Assisted Living
In this issue, we haven’t told you quite everything you need to know to spring into your homestead’s seasonal renewal. For that inadequacy, you will be glad. Anymore than we’re offering would make you wish for assisted living before your time.
Why, come to think of it, should assisted living be reserved for the very old and infirm? Most of us need assisted living nowadays, when our work for our livings is so often demanding plus far from home. At the Martin-Lambrecht household, for example, we fit in time for chores or projects — seldom both. So there’s always far more that needs to get done than does get done.
Is it any different at your house? I bet not, unless you’re like my efficient neighbor whose telecommuting schedule lets him do his paid job and manage all sorts of masterful home-improvement projects. Of course you need skill as well as time to be so self-sufficient.
For the rest of us, assisted living is a generous concept affording permission to hire out chores and projects, inside and out, that can be better done by experts than ourselves.
So in this week’s paper, you’ll find not only problems but also solutions.
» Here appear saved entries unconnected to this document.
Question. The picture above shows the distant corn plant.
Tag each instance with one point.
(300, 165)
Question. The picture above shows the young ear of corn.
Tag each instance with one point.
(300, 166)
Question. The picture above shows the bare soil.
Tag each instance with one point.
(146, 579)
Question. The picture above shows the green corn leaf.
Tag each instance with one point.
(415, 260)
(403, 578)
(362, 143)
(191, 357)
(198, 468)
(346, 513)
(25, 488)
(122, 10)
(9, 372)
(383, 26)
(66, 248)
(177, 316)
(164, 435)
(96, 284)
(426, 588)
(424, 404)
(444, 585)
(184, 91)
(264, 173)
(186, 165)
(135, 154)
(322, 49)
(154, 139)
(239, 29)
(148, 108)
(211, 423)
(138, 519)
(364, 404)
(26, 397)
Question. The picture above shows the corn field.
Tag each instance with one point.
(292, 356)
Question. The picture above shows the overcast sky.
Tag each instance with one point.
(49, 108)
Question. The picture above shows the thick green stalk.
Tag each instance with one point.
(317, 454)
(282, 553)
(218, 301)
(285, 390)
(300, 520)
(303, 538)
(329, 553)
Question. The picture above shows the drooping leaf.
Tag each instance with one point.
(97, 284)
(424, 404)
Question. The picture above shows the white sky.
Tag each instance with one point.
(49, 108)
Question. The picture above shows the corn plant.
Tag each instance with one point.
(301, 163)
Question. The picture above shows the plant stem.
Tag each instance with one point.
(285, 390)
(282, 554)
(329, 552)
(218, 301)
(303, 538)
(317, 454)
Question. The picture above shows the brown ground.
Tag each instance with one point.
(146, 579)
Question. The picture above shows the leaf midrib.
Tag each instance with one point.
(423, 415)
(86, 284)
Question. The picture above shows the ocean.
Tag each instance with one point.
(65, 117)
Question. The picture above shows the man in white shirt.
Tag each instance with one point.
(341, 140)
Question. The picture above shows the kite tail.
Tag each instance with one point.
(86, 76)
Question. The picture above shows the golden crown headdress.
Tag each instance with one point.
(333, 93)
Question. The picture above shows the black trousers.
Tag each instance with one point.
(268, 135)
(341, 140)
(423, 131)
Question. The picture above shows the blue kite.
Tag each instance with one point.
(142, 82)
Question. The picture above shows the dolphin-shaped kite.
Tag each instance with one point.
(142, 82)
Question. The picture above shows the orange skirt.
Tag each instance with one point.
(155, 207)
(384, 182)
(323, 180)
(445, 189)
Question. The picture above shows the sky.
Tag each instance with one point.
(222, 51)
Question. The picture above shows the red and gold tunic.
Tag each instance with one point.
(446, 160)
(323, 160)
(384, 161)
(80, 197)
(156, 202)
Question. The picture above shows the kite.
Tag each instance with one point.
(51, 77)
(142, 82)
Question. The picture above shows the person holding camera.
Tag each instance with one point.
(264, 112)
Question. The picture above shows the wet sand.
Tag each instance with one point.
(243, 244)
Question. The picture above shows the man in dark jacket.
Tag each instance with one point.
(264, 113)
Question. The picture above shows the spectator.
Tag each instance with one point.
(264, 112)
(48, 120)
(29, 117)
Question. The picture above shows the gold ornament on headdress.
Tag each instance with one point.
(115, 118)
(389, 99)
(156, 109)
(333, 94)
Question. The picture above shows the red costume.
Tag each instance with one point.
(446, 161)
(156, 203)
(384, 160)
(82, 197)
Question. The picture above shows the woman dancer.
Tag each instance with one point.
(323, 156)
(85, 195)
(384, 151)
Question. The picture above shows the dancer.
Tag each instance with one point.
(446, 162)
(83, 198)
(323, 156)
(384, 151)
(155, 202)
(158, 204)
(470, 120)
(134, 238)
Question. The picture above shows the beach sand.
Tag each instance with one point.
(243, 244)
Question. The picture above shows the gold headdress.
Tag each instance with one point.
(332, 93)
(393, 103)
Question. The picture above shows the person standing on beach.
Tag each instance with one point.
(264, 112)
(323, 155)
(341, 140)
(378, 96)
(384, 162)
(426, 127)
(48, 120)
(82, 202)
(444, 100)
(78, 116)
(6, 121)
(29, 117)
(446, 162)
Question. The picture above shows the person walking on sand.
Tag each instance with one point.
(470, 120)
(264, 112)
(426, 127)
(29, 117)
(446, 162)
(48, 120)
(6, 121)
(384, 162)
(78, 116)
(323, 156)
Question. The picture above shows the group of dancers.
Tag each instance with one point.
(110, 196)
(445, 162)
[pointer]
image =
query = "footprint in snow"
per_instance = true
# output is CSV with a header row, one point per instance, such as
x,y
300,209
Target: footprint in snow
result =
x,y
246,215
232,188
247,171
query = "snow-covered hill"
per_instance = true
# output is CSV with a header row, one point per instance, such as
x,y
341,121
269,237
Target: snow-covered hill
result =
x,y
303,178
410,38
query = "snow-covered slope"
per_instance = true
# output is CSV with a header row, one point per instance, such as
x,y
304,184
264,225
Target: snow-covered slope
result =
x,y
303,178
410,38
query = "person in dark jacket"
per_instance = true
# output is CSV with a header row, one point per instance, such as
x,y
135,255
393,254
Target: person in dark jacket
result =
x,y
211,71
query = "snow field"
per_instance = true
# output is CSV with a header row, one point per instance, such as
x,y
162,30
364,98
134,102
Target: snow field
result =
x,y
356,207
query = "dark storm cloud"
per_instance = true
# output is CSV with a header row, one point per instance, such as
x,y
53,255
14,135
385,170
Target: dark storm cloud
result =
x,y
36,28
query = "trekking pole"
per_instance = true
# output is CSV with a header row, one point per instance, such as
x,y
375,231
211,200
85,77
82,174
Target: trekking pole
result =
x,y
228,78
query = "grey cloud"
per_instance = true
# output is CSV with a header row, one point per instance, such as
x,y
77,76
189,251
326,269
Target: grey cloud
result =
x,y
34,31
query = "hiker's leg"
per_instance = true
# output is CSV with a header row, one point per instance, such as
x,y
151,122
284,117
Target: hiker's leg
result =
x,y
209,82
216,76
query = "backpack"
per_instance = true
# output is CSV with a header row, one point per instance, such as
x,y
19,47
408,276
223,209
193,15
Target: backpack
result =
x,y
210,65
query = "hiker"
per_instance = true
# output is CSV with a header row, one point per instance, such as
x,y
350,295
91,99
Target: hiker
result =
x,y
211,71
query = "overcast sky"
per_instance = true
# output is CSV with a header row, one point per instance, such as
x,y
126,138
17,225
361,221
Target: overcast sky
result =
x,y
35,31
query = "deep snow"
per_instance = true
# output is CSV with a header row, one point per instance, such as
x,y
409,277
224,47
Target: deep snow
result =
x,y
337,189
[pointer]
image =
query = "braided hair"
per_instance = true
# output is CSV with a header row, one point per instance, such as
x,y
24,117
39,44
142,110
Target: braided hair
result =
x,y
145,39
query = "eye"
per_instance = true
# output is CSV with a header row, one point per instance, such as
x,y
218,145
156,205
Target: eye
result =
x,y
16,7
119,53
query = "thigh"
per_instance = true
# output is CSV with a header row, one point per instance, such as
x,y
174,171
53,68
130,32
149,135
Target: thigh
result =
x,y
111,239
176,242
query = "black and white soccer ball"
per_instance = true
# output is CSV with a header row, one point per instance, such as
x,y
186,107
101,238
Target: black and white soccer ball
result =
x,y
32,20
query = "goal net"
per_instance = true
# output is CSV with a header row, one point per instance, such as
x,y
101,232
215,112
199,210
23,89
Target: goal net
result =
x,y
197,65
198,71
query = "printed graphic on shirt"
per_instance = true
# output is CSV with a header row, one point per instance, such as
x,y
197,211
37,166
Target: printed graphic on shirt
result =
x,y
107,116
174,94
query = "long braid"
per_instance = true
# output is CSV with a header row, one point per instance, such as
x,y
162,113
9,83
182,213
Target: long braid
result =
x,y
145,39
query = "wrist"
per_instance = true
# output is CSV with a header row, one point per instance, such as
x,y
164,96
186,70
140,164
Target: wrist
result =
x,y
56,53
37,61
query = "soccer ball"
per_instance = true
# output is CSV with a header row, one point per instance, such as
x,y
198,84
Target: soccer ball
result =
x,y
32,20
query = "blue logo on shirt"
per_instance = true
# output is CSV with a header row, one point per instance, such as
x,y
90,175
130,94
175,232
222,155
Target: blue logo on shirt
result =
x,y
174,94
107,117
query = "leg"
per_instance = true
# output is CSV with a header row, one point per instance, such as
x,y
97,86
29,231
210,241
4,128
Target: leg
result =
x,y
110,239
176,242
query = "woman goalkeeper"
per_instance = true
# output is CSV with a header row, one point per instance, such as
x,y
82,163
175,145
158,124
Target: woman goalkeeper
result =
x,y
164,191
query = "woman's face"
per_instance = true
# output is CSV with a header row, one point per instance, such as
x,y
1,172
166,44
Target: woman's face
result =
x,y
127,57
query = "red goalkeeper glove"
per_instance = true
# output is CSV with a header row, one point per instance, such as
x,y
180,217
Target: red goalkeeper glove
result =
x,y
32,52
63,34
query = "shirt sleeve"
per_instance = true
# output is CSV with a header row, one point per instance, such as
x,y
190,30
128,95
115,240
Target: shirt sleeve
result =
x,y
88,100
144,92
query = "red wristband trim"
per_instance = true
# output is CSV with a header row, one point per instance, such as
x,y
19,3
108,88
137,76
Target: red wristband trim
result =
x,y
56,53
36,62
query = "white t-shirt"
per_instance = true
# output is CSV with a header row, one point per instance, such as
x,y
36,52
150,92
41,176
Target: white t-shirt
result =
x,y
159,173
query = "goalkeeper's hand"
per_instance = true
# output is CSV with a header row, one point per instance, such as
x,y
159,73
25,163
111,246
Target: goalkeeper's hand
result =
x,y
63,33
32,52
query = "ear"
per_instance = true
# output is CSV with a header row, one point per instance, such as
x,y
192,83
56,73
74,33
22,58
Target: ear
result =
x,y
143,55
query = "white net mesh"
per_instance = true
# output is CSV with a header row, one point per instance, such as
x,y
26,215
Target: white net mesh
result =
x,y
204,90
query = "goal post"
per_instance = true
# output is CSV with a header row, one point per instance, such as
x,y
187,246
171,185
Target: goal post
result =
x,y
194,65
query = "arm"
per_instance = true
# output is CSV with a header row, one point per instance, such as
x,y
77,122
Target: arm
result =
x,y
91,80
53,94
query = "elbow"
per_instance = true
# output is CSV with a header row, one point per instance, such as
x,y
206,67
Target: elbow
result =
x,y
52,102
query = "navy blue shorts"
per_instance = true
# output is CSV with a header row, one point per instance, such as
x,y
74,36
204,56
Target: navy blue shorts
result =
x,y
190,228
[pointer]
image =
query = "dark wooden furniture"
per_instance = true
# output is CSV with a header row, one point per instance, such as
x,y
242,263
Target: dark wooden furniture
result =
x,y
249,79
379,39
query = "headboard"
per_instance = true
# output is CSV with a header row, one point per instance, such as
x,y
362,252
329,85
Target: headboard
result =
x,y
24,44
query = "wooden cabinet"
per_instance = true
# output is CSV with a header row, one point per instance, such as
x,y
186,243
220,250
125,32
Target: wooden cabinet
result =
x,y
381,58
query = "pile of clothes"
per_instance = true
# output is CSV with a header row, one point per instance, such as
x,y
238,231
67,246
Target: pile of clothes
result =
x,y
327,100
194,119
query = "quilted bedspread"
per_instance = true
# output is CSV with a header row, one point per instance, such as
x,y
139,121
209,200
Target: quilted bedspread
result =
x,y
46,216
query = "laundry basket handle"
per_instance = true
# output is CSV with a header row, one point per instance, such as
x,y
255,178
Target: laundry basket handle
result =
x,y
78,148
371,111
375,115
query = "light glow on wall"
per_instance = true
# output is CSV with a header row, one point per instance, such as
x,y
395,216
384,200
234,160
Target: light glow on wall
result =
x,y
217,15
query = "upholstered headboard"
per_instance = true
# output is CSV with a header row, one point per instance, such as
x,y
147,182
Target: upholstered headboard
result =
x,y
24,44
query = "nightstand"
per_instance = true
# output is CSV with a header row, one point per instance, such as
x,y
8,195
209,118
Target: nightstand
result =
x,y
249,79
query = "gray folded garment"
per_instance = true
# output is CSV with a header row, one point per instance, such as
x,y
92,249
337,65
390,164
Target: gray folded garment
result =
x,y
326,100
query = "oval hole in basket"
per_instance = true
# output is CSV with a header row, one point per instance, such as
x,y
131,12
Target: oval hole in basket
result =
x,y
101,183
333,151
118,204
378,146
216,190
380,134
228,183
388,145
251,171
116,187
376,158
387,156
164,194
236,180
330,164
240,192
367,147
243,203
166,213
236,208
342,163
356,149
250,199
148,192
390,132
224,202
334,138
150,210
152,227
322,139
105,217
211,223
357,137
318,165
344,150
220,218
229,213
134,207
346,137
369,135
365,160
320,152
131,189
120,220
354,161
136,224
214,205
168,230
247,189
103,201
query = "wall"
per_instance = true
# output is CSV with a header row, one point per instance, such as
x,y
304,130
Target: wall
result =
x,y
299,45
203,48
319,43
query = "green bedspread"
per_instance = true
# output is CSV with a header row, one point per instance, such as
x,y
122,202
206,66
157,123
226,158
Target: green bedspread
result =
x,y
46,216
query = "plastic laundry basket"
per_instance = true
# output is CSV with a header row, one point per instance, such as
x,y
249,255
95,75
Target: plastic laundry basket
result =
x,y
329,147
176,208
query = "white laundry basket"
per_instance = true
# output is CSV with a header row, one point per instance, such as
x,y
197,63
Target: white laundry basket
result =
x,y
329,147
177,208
The Bay Gardener gives us three full months of advice for planting, pruning and lawn care. I promise you, there are a lot of projects in his generous offering. Read him to know what to do, when and how. Then you’ll have the knowledge to do your favorite projects yourself, and you’ll know what questions to ask and parameters to set for the projects you hire out. In this very same Bay Weekly, you’ll find experts to hire.
Home is just as demanding as garden competing for your precious time. On these scores, too, we’ve called in the experts with assistance on chores and projects from house cleaning to window washing, air cooling and cleaning, plumbing and water purification, painting and roofing, furnishing and accessorizing, selling your old home and buying a new one.
Their expert assistance gives you more time for living.